In spite of the challenges faced by artists in our current political environment, Jennings remains hopeful quoting activist Grace Lee Boggs who said “these are the times to grow our souls.”

“It’s important to me to go beyond being reactive to today’s political realities and focus on being proactive, creating something new and hopeful for the future. It is very important to resist the politics of hatred and fear that are being perpetuated right now. And it is very important to rebuild a new and realistically hopeful vision for what our communities, state, and nation can be. And, for me, it is very important for that vision to be built on love and respect for each other and not getting too preoccupied with the lowest common denominators of greed and power that are so clearly surfacing now, and instead be part of a higher calling for the greater good of all of us.”

Bingham Continues the Fight

Sallie Bingham’s commitment to feminism was born early as she encountered the systemic sexism of mid-century America. “Privilege doesn’t protect women from the cultures’ harassment, abuse, and diminished expectations,” said Bingham. “I was often reminded of this when I was at college at Radcliffe in the 1950s by the condescension of the ‘boys’—Harvard students—and some of the instructors. I was not able to express myself openly until the blossoming of the movement in the 1970s and 80s in New York.”
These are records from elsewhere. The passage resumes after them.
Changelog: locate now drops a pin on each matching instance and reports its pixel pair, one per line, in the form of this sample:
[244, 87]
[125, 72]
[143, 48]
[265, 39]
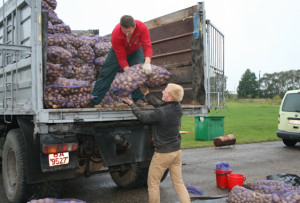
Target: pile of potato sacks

Her activism was expressed in her writing and philanthrophy. Sallie’s first novel was published by Houghton Mifflin in 1961. It was followed by four collections of short stories; her most recent book, from Sarabande Books in 2014, is titled The Blue Box: Three Lives in Letters. She has also published six additional novels, three collections of poetry, numerous plays (produced off-Broadway and regionally), and the well-known family memoir, Passion and Prejudice (Knopf, 1989).

In 1985, she founded The Kentucky Foundation for Women with a mission to promote positive social change by supporting varied feminist expression in the arts. At the time, the focus on the arts was radical.

But Bingham knew the arts was a powerful tool for education, action, and self-realization. “The art created by talented women reaches under society’s prejudices, engaging people on an emotional, spiritual, or intellectual level that can make its message powerful,” said Bingham.

Her latest project, a biography of the philanthropist Doris Duke to be published by Farrar, Straus and Giroux in 2018, continues the work of recognizing the achievements of women.

“Doris Duke was maligned in the press during her entire life, and her achievements as a philanthropist have never been acknowledged or celebrated. This still happens to any woman who steps out of the role she has been assigned by the culture. Doris travelled freely, spent freely, and had close relationships with men and women from different class or ethnic backgrounds. This is enough to condemn a woman to misunderstanding even today,” said Bingham.

She believes the struggle for equality continues. “Some women are now hired at higher levels than they were two decades ago, but pay inequality is still the rule of the game, advancement is limited, and in order to ‘get along’ too many women become voices for their male employers and apologists for discriminatory practices,” said Bingham. “As long as we are financially and otherwise dependent on men, equality will be a distant dream.”

Yet, she is encouraged by the work being done today by feminist activists and artists like Jennings. “This is a battle and will always be a battle; there is no room for self-pity. Acknowledge and celebrate the changes you have made in your own life, then join with your sisters—work to find them—to work together on social change.”